I love it when two different sources of ideas (usually books) come at me with identical stuff.
A few weeks ago I was on the phone with Craig Cramer.
He was my teacher in grad school and is one of the few colleagues that I still keep in touch with from that period. We love to talk books. He mentioned the author Paul Auster. I told him I had heard of him but had not read anything by him. Craig raved about how witty and interesting Auster’s books were.
I have since figured out that I weirdly confuse Paul Auster (living novel writer) with Paul Bowles (dead and probably more esoteric writer and composer). I have tried to read the latter but not the former.
Anyhoo I picked up a novel by Auster and began reading in it.
I mentioned a while back that the characters in the book were talking about a paper one of them had written in grad school which drew on three obscure pieces by Edgar Allan Poe and compared them to some ideas in Thoreau.
Intrigued I purchased and downloaded a huge collection of Poe for my Kindle and promptly began reading the three essays.
Michael Robbins is a poet I like and I regularly bop on over and check out his blog. He writes about and links in to all sorts of stuff. At the beginning of August, he wrote about a review he had done of Guy Davenport’s Geography of the Imagination.
I went on Amazon and read enough to want to read more by the author and procured a copy from the liberry.
Yesterday my Mom had a pain doctor appointment. I usually take my Kindle and maybe a book or two along to read while I wait. I took the Paul Auster novel and the Guy Davenport collection of essays called Geography of the Imagination.
In the first essay which bears the title of the book, Davenport develops the idea of imagination of course. Here’s the first sentence: “The difference between the Parthenon and the World Trade Center, between a French wine glass and a German beer mug, between Bach and John Philip Sousa, between Sophocles and Shakespeare, between a bicycle and a horse, though explicable by historical moment, necessity, and destiny is before all a difference of imagination.”
I was hooked.
On page 5, I read: “The imagination is like the drunk man who lost his watch, and must get drunk again to find it. It is as intimate as speech and custom, and to trace its ways we need to reeducate our eyes. In 1840—when Cooper’s The Pathfinder was a bestseller, and photography had just been made practical—an essay called “The Philosophy of Furniture” appeared in an American magazine. Dickens made fun of Americans for attending lectures on the philosophy of anything, the philosophy of crime on Monday, the philosophy of government on Wednesday, the philosophy of the soul on Thursday, as Martin Chuzzlewit learned from Mrs. Brick.”

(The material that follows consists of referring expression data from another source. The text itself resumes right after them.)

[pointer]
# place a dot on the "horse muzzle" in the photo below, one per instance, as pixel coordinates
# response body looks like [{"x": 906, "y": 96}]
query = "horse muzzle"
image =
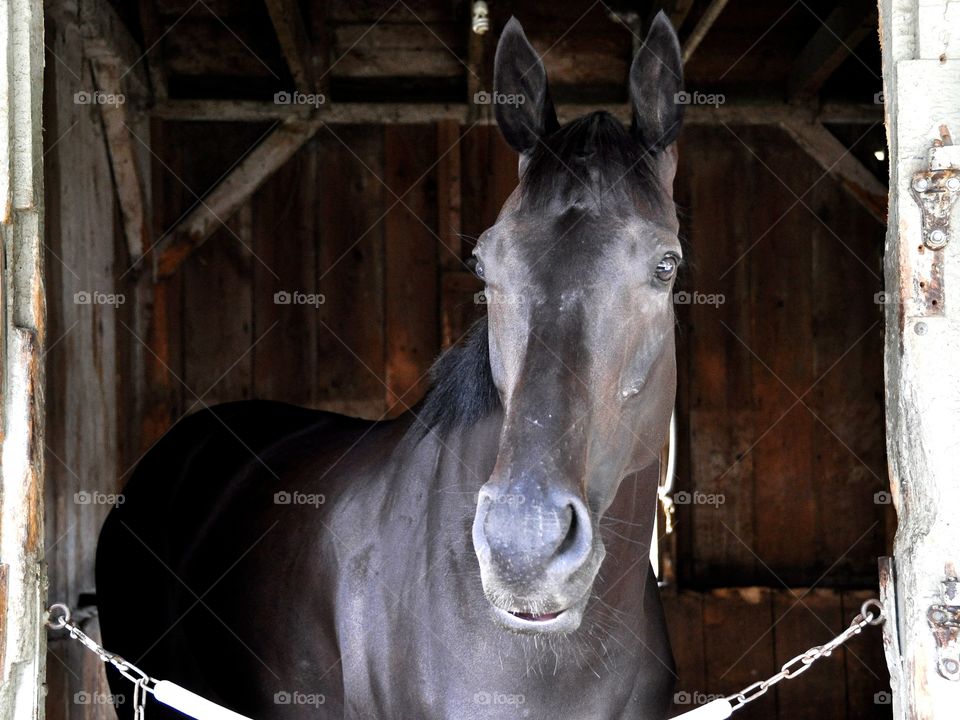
[{"x": 539, "y": 554}]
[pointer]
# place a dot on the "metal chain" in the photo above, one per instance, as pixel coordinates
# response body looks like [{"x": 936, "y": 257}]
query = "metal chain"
[
  {"x": 802, "y": 662},
  {"x": 59, "y": 618}
]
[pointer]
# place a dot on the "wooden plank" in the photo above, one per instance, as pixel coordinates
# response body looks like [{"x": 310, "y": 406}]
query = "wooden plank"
[
  {"x": 231, "y": 192},
  {"x": 127, "y": 180},
  {"x": 684, "y": 614},
  {"x": 677, "y": 11},
  {"x": 161, "y": 301},
  {"x": 700, "y": 30},
  {"x": 351, "y": 354},
  {"x": 106, "y": 37},
  {"x": 285, "y": 239},
  {"x": 217, "y": 320},
  {"x": 802, "y": 619},
  {"x": 449, "y": 195},
  {"x": 781, "y": 352},
  {"x": 411, "y": 264},
  {"x": 81, "y": 239},
  {"x": 850, "y": 447},
  {"x": 152, "y": 38},
  {"x": 738, "y": 645},
  {"x": 292, "y": 36},
  {"x": 922, "y": 93},
  {"x": 218, "y": 317},
  {"x": 405, "y": 49},
  {"x": 833, "y": 42},
  {"x": 836, "y": 159},
  {"x": 743, "y": 113},
  {"x": 21, "y": 516},
  {"x": 716, "y": 539}
]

And so on. The title of the essay in question sounded familiar. And then it struck me. It was one of the three essays the Paul Auster character had mentioned by Edgar Allan Poe.
Davenport doesn’t mention Poe by name until the next paragraph.
I looked on the floor next to the chair and there was my copy of the Auster novel with the section about Poe and Thoreau still marked with a sticky. Beside it was my Kindle on which I had all the essays and stories of Poe.
I love this shit.
That picture of Craig is totally cool. Tell him I said that too. (if he just had the page turner out of the way, it would be even better – though there is something interesting about the intent look of is page turner, maybe the page turner needs to be there for the picture, on second thought)
I just found it by google-image-searching.I thought it was pretty neat also. That’s why I used it. It looks like a professional shot to me.